Market Comments – October 20, 2016

NY futures ended the week slightly higher, as December gained 49 points to close at 69.80 cents.
 
It was an interesting week, as the market first seemed to advance on trade short covering and then got a boost from renewed spec buying. The December contract managed to rally 503 points over the last seven sessions, going from an intraday low of 66.76 cents on October 12 to today’s high of 71.79 cents, before profit-taking and sell-stops knocked prices back below the 70 cents mark.
 
It seemed to be trade buying into spec selling that started the ball rolling after the WASDE report, since open interest declined during the first phase of the advance. This hints at mill fixations and sales of basis-long positions by merchants as the likely source behind the buying.
 
Then, during the second part of the rally we saw a big increase in open interest, with total open interest expanding by an impressive 14,089 contracts or 1.4 million bales between Monday and Wednesday. This suggested new spec buying into trade selling, as growers were taking advantage of this latest move above 70 cents.
 
Despite this massive increase in open interest the market managed to gain only 53 points over three sessions, which was a sign that this move was stalling. Although today’s excellent export sales report provided the market with another quick bounce, it was all downhill from there as the market fell into a void of buying and sell stops got triggered.
 
Once December traded near 69 cents, mill fixations started to show up in greater numbers, allowing the market to stabilize and rebound going into the close. It seems to us that the market is still trapped in a seesaw between support from mill fixations and new export business in the mid-to-high 60s and overhead resistance from grower selling above 70 cents.
 
Speculators are tipping the scales in this back and forth trading action by entering and exiting positions based on momentum and chart patterns.
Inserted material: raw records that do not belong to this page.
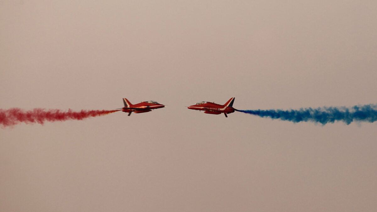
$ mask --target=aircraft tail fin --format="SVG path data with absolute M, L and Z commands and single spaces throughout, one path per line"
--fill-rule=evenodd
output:
M 124 106 L 127 108 L 130 108 L 132 106 L 132 104 L 130 102 L 130 101 L 126 98 L 123 98 L 123 103 L 124 104 Z
M 233 107 L 233 103 L 234 102 L 234 99 L 235 98 L 234 97 L 230 98 L 230 99 L 228 100 L 228 101 L 224 104 L 224 106 L 227 107 Z

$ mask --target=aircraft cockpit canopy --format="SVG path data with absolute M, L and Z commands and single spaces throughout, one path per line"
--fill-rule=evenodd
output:
M 146 103 L 150 103 L 152 104 L 159 104 L 157 101 L 144 101 Z
M 196 103 L 196 104 L 205 104 L 206 103 L 208 102 L 208 101 L 201 101 L 200 102 L 198 102 Z

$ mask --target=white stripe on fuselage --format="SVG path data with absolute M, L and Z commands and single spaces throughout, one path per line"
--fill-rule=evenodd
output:
M 207 108 L 207 107 L 195 107 L 195 106 L 191 106 L 190 107 L 190 108 L 196 108 L 201 109 L 202 109 L 203 108 Z M 227 107 L 224 107 L 224 108 L 222 108 L 222 108 L 218 108 L 218 110 L 217 110 L 217 111 L 225 111 L 225 109 L 227 108 Z M 210 110 L 211 110 L 211 111 L 216 111 L 216 110 L 212 110 L 212 109 L 211 109 Z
Right now the chart seems to be forming a ‘double top’ since December was unable to take out the September 22 high of 72.36 cents. Unless the market is able to quickly recover today’s losses, the next logical stop on the chart seems to be support near 67 cents.
 
Today’s export sales report met high expectations, as total sales of Upland and Pima cotton amounted to 345,300 running bales, with China (199k) leading a field of 22 buyers. Shipments of 132,500 running bales are still lagging at this point, as old crop supplies have mostly been shipped by now and new crop is just moving in. We expect a sharp increase in the pace of shipments over the coming weeks. Total commitments for the current season are now at 6.05 million statistical bales, of which 2.0 million have so far been exported.
 
A lot of these export sales continue to be made ‘on-call’, as the latest report by the CFTC shows. As of October 14 there were 8.41 million bales still to be fixed, of which 2.15 million bales were in December. That translates into a lot of support underneath the market and time is starting to run out for Dec fixations.
 
This large on-call position also tells us that mills don’t really believe in higher prices, otherwise they would have bought predominantly at a fixed price. Indeed, from what we hear yarn business has been slow in many places, with mills complaining about slow off-take and profit margins being squeezed.
 
So where do we go from here? As already stated, we believe that the market is still in a 66-71 cents trading range, with mill buying/fixing providing underlying support and grower selling forming resistance. Specs are already quite long and seem to have limited firepower to force a decisive move to the upside.
 
Longer-term the size of US and global production is likely to weigh on the market, as we feel that the US crop has greater potential than the USDA report indicates, while India, China, West Africa and Australia are also looking to come in slightly above the current WASDE numbers.
 
With its large open interest of 25.7 million bales the futures market is likely to remain volatile, especially as we head into the index roll, options expiration and Dec fixation period over the coming weeks. We therefore expect to see more price spikes and selloffs over the coming weeks, but from a fundamental point of view the pivot seems to be at around 68 cents, which translates to a landed Far East value of around 80 cents for high grades.